The Hamburg City Council voted last week, however, to increase the city’s subsidy to FAST in an attempt to prevent the service from going out of business until the sales tax can be approved and revenue collected.
Prior to the Tuesday night meeting, the city allocated $1,000 a month to FAST in conjunction with payments made by the county. The county, however, has removed funding.
At the same city meeting, the council also approved an ordinance to schedule a special election for the voters to decide whether to implement a one percent sales tax to fund a municipal ambulance. The special election was set for Sept. 11.

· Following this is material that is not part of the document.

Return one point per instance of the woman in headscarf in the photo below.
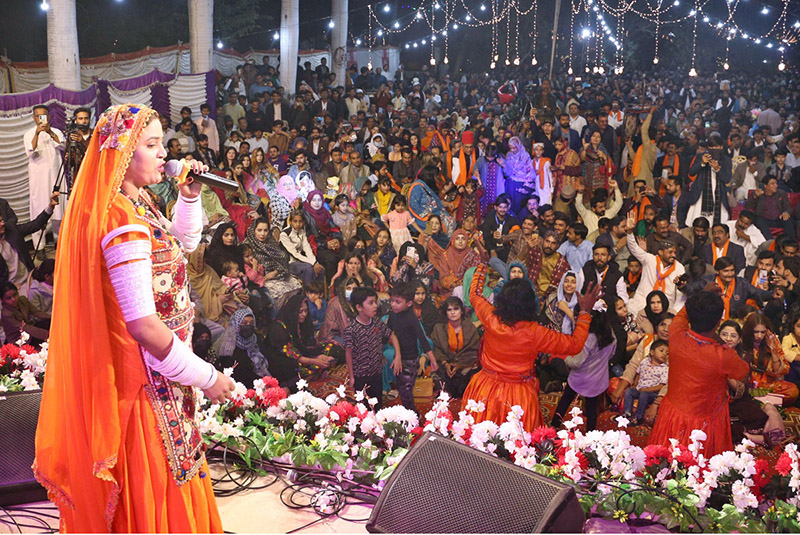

According to the ordinance, the sales tax, should the voters adopt it, would be used to fund the operating expenses of an ambulance service to be operated by or on behalf of the city and the acquisition of equipment and improvements for the operations of the service.
Hamburg Mayor Dane Weindorf said despite the Ashley County Quorum Court’s move to begin accepting bids for ambulance service in the county outside the coverage area of the Crossett Fire Department, the City of Hamburg will still move forward with its own service.
Weindorf said that the city will seek additional support from a United States Department of Agriculture grant of $75,000 to help equip its ambulance units.
City Attorney Paul Keith said with the adoption of the resolution and the establishment of the special election, the only thing left for the council to do is “engage the citizens to adopt the sales tax.”
The council also approved a resolution approving engagement of counsel for services related to the sales tax.